– И что?! – спросил я.
Ну, это было примерно так: «Кто тут против меня?» Ваня промолчал.
– Папа, – звонко, особенно для такого времени суток, произнесла Маша, – Ваня сказал, что…
– Подожди, Маша, я сам скажу, – вздохнул Ваня. – Я сказал…
Он замолчал. Ему было трудно повторить это. Я уже, честно говоря, не очень-то и хотел это услышать. Если он так долго готовился, то это, очевидно, требовало особого мужества, а значит, еще больше мужества требовалось, чтобы услышать то, что он собирался сказать.
– Я сказал… – повторил Ваня. – Я сказал: «Маша, от папы исходит зло».
– А ты что, Маша? – пробормотал я.
Я был убит просто. Раздавлен. Я думал только об одном: за что?
– А я ничего, – сказала Маша. – Ты же вошел.
– Ваня, – спросил я, – это все, что ты сказал?
Он помолчал, потом добавил:
– Нет, не все.
– А что еще?
– Он сказал… – осторожно начала Маша.
– Я сказал: «Надо что-то делать», – быстро пробормотал Ваня.
Ну, хоть в этом я почти не ошибся.
Я вышел из их комнаты.
Потом я как-то бесцельно бродил по квартире и слышал, как наверху открываются и закрываются какие-то двери. И какое-то кряхтенье я слышал. Я знал, что происходит: Ваня, празднуя свою победу, перебирается из детской в ванную, в свое оборудованное временное жилище, в свой шалаш, и ложится в свою походную постель.

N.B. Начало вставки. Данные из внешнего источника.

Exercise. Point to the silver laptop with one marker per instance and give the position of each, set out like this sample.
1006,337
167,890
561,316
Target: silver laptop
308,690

Я не мешал ему. Я так и не поднялся больше наверх. Мне хватило того, что я уже услышал. Да, они не зря научились говорить.
В ту ночь я, как говорится, не сомкнул глаз. А они спали хорошо. Им снилось, наверное, как они катаются на льду по Красной площади. Маше это уж точно снилось. А Ване, скорее всего, ничего не снилось. Воинам не снятся сны. Они их презирают.
На следующее утро они поехали на Красную площадь, и там все, что хотела, получила Маша. На новогоднем ледовом представлении Кот, Хранитель часов – по-моему, на Спасской башне, – выхватил ее из ряда зрителей и, покатавшись с ней по льду, спросил у нее, не холодно ли ей, и она в микрофон крикнула на всю Красную площадь:
– Не-е-е-е-т!!!
И ей теперь будет о чем вспомнить в жизни.
Ваня спокойно смотрел на происходящее и с достоинством улыбался. Он даже не завидовал Маше. Воины лишены мелочных человеческих чувств. Завернувшись в плед, он пил горячий шоколад. Похоже, он на всякий случай набирался сил к вечеру.
Но он мог не беспокоиться. Я уехал из дома. Следующую ночь я провел в лондонском отеле и опять не спал. Мне никто не мешал. Я просто не спал, и все. Я не мог заснуть, потому что у меня колотилось сердце и в голову лезло столько всего, что лучше я не буду ничего из этого рассказывать. Я не мог заснуть. Я просто, черт возьми, не мог заснуть. В эту ночь я чуть не сошел с ума.